For one week each August, incoming St. Mary’s freshmen leave their cell phones and home lives behind to bond with their future classmates over kickball games and archery lessons.

Most, including Abootangelo, don’t want to leave.

“After the first camp experience, there’s a feeling of, ‘I don’t want to go home,’” Abbotangelo said. “By the time you go back to school, you already have friends, or if you didn’t make friends you’ve at least established a good dynamic of how social groups and people work at St. Mary’s.”

This year, 111 freshmen attended the camp along with 30 seniors serving as their mentors and counselors and a handful of St. Mary’s teachers and administrators.  

“What I’ve heard and experienced in the past is that it presents a bit of a magical time for our incoming freshmen,” said Grace Cavallo, president of St. Mary’s High School. “The days evolve into such a great bond of community that the freshman class blossoms by the first day of school.  They are saying hello to each other and build the comradeship that takes three to four weeks in other high schools.”

Incoming freshman Lauren Capobianco said she was nervous about attending St.

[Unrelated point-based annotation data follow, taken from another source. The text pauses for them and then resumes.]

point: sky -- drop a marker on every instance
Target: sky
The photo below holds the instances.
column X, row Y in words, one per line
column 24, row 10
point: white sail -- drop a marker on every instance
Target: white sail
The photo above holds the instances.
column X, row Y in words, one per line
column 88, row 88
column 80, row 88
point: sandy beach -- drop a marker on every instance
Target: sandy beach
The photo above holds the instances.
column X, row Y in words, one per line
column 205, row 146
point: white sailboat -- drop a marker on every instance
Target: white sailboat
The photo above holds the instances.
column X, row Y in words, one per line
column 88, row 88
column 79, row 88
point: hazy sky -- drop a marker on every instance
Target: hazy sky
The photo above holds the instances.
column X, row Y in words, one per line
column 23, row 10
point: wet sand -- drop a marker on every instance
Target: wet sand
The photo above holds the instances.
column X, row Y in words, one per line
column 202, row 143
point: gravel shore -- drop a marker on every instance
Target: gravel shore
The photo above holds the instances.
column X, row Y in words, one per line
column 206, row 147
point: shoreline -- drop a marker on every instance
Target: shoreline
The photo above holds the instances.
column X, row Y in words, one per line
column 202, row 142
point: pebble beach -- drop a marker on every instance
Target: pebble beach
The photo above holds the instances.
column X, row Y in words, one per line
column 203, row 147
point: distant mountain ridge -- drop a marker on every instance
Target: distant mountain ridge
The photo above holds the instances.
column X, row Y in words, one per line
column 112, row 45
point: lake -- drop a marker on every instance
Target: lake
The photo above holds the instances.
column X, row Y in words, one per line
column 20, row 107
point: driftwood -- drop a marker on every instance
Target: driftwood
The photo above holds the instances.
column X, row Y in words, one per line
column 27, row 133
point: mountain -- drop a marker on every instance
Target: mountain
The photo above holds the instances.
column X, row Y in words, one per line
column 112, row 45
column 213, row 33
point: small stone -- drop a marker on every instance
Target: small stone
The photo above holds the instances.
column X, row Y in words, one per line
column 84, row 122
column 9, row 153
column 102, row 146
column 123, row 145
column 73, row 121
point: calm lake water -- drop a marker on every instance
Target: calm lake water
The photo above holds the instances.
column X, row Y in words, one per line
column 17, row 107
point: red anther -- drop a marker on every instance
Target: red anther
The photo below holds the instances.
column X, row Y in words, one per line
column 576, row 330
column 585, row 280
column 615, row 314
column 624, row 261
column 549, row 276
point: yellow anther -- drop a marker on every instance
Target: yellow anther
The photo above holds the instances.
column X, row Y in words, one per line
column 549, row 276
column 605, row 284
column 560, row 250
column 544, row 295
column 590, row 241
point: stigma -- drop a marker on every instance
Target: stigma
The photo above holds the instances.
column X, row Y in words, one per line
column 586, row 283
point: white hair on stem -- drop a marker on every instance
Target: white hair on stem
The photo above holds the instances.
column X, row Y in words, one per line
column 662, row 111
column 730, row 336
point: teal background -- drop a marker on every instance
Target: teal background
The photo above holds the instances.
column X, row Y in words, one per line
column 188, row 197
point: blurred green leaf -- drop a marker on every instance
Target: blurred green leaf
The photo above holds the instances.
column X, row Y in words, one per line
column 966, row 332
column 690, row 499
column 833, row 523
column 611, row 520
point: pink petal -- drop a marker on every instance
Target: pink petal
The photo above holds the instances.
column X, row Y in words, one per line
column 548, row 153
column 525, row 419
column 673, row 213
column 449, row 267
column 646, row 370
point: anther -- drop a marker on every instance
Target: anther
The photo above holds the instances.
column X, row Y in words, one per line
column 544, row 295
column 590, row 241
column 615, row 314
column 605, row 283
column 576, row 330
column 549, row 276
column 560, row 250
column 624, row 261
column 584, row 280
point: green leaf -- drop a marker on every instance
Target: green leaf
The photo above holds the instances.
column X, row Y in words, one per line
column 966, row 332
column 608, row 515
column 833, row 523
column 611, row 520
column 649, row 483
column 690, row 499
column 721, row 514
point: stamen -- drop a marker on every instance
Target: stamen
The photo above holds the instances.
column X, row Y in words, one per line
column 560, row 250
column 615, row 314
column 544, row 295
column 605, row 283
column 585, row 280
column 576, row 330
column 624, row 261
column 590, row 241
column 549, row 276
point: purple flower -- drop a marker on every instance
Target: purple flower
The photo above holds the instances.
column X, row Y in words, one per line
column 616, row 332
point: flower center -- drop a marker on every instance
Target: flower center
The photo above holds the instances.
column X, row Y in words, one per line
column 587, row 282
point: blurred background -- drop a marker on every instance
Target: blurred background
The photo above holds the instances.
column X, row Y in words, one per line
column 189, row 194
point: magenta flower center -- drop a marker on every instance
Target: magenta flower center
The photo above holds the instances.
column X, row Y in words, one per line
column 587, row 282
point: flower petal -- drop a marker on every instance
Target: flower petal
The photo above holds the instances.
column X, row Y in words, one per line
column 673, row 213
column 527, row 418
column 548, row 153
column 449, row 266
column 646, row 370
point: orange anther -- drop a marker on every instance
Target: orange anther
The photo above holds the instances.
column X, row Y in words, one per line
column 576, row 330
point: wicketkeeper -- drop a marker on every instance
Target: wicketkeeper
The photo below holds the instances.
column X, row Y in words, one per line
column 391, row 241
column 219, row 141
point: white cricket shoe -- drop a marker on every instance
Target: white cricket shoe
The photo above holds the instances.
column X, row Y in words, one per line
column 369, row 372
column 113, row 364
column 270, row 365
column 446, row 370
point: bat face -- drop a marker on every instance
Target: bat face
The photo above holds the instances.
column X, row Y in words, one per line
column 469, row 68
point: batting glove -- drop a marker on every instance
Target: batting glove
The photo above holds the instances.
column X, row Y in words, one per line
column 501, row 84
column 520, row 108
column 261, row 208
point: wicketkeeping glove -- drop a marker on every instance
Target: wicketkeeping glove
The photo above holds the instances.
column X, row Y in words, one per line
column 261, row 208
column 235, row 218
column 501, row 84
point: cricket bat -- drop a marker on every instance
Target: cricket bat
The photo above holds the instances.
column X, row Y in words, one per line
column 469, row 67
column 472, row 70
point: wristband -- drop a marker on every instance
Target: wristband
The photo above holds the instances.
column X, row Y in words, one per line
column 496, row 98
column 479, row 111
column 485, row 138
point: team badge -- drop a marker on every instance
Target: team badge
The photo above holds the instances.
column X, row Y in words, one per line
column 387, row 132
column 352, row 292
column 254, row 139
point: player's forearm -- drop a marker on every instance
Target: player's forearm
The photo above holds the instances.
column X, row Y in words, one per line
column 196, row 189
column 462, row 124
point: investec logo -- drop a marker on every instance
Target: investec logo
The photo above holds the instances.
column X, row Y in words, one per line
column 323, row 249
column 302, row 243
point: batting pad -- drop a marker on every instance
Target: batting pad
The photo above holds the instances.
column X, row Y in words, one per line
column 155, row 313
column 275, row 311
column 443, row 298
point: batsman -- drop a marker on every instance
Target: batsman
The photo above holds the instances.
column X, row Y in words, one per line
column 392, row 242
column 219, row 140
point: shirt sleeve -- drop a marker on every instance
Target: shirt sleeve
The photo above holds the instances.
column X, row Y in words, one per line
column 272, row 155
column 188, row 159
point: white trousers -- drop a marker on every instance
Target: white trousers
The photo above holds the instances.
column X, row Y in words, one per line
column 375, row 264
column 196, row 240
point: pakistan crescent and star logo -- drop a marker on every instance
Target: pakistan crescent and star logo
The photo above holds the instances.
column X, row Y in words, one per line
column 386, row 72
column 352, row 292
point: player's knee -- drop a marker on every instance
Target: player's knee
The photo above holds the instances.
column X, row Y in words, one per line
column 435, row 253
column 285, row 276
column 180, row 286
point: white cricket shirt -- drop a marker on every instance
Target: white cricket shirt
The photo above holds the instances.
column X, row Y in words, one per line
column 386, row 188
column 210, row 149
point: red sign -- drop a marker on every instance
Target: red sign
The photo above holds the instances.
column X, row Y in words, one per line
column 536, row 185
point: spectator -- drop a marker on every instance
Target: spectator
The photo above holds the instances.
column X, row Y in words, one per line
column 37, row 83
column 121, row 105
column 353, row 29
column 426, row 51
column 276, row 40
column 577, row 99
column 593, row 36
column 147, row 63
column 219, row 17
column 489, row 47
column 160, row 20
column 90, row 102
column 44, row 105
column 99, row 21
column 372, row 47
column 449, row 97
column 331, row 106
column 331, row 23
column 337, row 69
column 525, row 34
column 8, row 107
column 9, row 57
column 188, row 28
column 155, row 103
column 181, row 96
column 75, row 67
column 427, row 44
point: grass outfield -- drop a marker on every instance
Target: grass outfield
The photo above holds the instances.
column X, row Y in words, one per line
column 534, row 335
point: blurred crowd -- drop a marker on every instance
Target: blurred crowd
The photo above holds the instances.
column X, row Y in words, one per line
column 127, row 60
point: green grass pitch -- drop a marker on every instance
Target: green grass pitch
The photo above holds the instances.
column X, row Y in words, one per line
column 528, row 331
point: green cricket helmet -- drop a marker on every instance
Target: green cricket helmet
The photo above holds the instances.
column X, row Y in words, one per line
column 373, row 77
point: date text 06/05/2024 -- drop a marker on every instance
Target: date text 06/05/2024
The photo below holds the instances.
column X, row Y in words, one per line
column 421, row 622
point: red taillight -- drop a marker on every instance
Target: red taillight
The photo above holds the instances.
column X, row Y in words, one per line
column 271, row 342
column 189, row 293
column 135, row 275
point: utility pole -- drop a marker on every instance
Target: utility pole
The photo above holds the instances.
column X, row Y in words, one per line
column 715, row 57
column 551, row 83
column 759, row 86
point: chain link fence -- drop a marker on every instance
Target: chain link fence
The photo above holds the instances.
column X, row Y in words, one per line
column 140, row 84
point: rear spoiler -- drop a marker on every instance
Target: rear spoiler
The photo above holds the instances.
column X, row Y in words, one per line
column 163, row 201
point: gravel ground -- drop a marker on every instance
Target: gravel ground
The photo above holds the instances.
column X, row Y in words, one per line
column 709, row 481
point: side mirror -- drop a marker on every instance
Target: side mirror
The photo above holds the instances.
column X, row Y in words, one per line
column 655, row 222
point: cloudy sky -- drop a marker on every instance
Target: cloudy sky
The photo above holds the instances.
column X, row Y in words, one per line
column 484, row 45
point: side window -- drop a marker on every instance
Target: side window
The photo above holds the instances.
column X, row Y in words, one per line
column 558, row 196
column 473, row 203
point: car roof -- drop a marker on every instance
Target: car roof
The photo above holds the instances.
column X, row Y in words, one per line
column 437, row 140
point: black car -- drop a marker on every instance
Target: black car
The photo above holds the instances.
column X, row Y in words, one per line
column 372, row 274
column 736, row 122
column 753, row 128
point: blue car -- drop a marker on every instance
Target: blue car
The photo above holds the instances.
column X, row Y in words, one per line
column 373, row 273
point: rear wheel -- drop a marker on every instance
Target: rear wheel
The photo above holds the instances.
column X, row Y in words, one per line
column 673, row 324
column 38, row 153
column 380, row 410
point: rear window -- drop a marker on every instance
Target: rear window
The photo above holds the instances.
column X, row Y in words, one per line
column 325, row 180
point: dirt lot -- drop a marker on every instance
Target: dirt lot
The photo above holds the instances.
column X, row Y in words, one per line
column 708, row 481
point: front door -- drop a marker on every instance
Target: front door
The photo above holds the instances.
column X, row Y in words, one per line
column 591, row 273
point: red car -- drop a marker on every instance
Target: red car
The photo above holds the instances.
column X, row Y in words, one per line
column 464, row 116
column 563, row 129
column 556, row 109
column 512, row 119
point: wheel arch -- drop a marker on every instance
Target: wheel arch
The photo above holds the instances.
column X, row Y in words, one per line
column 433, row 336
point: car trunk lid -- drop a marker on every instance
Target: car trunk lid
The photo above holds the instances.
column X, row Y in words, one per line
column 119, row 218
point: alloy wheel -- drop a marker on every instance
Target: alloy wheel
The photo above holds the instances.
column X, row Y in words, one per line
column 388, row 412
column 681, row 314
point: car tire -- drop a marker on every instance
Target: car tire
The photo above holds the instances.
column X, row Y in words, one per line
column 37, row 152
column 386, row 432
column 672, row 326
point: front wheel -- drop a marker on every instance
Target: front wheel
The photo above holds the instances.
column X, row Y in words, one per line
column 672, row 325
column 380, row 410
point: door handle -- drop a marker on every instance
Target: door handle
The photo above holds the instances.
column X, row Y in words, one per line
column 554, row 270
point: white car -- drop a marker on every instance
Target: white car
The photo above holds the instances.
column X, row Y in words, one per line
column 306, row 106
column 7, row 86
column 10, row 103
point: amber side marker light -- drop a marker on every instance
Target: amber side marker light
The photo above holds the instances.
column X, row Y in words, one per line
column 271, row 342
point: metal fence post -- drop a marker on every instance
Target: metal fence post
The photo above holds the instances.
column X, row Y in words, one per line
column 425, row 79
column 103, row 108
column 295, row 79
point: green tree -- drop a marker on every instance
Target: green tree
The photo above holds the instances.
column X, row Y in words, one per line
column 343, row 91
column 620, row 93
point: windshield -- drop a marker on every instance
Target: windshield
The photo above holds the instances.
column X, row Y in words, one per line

Mary’s because she had gone to school in Floral Park, where she lives.

But after learning about Camp Marist at one of the school’s open-house information sessions, Capobianco jumped at the chance to meet her classmates and learn from the seniors.

“We heard it’s a great way to make friends so that on the first day of school, you know people,” Capobianco said. 

Abbotangelo said he made friends at Camp Marist immediately, even though his parents dropped him off after a family vacation and he didn’t take the bus ride up with the rest of the students.

Though he said he was initially a bit shy, Abbotangelo said the camp’s tight scheduling of activities ensured the students would always be active and interact with each other.

“You’re constantly doing something, and everything is scheduled so you go from one thing to the next, just like a high school schedule,” Abbotangelo said. “To climb trees, you climb this rope, and everybody climbs the rope, and in doing so you get to be more comfortable with each other.”

Interspersed with activities like softball games, swimming and go kart racing, incoming freshmen also ask their senior counselors for advice on what to expect when the first period bell rings in early September, marking the start of their high school careers. 

“Now it’s not so scary going into the school year because we have seniors we know,” Capobianco said. “We were able to ask them about the school and the usual things like what teachers are really good and which we should avoid, which classes are easy and which ones are hard, and ways we can plan our schedule so we’re freed up a bit senior year.”

On the last night of the camp, the seniors share their experiences as campers and as freshmen and give gag awards to their freshmen classmates for being the most homesick or the one who made the most friends.

Vincent de Venoge, a St. Mary’s senior who attended camp as a freshman and this year went as a counselor, said was encouraged to attend the camp by his three older sisters, who each went to Camp Marist as freshmen and returned as counselors prior to their senior years. 

Though he was nervous about going to camp with kids he had only just met, de Venoge said he had such a positive experience at Camp Marist that he wanted to “pay the experience forward” by welcoming the next generation of St. Mary’s students.

“I take a lot of pride in being a senior leader,” said de Venoge, a Manhasset resident. “Most kids really do want to come back. We get them acclimated with the school’s strong Catholic values, but most importantly we bring them into the St. Mary’s family.”